10章 魔王

10-1、2人仲良くにゃんにゃんと

 論功行賞の場にて、王は"魔王討伐令"を発した。

 更にその場において、王国参謀長から"魔王討伐作戦"のあらましが語られた。



 王国騎士団と各貴族私設騎士団の混成部隊を編成し、魔王領"へと侵入。しかる後、9人の契約者フィルマたちが魔王の居城へと突入し、これを討つこと。

 更に、この作戦の準備期間は1週間であること……。


 居並ぶ貴族当主たちにわずかな動揺が走ったが、これに反対する者は出なかった。ここから1週間、王国全体は"魔王討伐"に向けて動き出すこととなる。



 論功行賞が行われた日の夜。ルキオニス侯爵に呼び出され、ヴァレトとマテリは侯爵の執務室を訪れた。


「やぁ、聖騎士殿。わざわざお呼びたてして申し訳ない」

 ルキオニス侯爵であるレクトゥスは、これまで以上に気さくな様子で2人を歓迎し、自身が居る応接机の対面を進める。


「閣下、お戯れはおやめください」

「いやいや、あながち戯れでもないのだよ」

 お互いに応接セットに腰を下ろしながら交わした言葉に、ヴァレトは「え?」という様子で片眉を挙げた。

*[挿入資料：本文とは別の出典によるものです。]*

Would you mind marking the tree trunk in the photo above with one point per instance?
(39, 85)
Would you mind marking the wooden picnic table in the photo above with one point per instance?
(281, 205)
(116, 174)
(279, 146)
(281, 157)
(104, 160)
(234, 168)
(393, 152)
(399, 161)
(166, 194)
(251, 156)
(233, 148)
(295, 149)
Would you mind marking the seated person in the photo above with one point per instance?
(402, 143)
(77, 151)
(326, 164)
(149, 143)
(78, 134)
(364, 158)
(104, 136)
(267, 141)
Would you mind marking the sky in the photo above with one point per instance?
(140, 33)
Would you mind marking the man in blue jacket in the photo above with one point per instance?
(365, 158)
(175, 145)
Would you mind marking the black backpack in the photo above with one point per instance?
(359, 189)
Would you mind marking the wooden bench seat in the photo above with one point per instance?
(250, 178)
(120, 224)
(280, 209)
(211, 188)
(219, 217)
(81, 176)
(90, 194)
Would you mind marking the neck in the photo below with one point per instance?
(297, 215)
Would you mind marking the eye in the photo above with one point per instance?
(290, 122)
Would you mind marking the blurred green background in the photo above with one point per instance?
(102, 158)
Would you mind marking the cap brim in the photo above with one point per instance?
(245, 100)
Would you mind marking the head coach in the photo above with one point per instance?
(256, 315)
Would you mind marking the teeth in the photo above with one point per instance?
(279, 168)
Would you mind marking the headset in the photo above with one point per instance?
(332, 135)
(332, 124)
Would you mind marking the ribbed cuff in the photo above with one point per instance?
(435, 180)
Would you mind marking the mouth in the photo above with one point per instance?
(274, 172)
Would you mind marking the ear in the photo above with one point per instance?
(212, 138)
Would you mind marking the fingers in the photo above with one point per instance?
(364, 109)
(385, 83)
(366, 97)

 レクトゥスはそれに応えるように、真剣な様子で続ける。


「禄を得ていない騎士ならば、私設騎士団の一員としておくこともできた。が、聖騎士となれば話は別だ。聖騎士は一代貴族とはいえ子爵相当。その上、100年以上ぶりの叙爵だ。いくら侯爵とはいえ、私設騎士団の一員にしておくことはできない」


 レクトゥスの言葉を反芻し、ヴァレトも真剣な表情で言葉を返す。

「では、僕はもう、お嬢様の従者を続けられないと……、そういうことでしょうか」

「うむ」

 レクトゥスは重々しく頷く。


「……」

 マテリはただ、無言で2人のやり取りを聞いている。


「屋敷を下賜され、今後は王国からの禄を受けることとなる。100年ぶりの聖騎士様をどこの所属にするか揉めているようだが、おそらくいずれかの騎士団団長、もしくは近衛兵団所属の部隊長あたりになるだろうな」

「そう、ですか……。わかりました。では、いつでも出られるように、荷物をまとめておきます」

 ヴァレトは様々言いたいことをグッと飲み込み、絞り出すようにそう告げた。


「……」

 マテリは無言で俯く。

「あぁ、準備はしておいてくれたまえ」

 そんな2人の様子を気に留めないかのように、レクトゥスは淡々と告げる。


「……はい、では、失礼します」

「いや、待ちたまえ。話はまだ終わっていない」

 返事をしつつ立ち上がりかけたヴァレトをレクトゥスが止め、彼の勧めでヴァレトは再びソファーに腰掛けた。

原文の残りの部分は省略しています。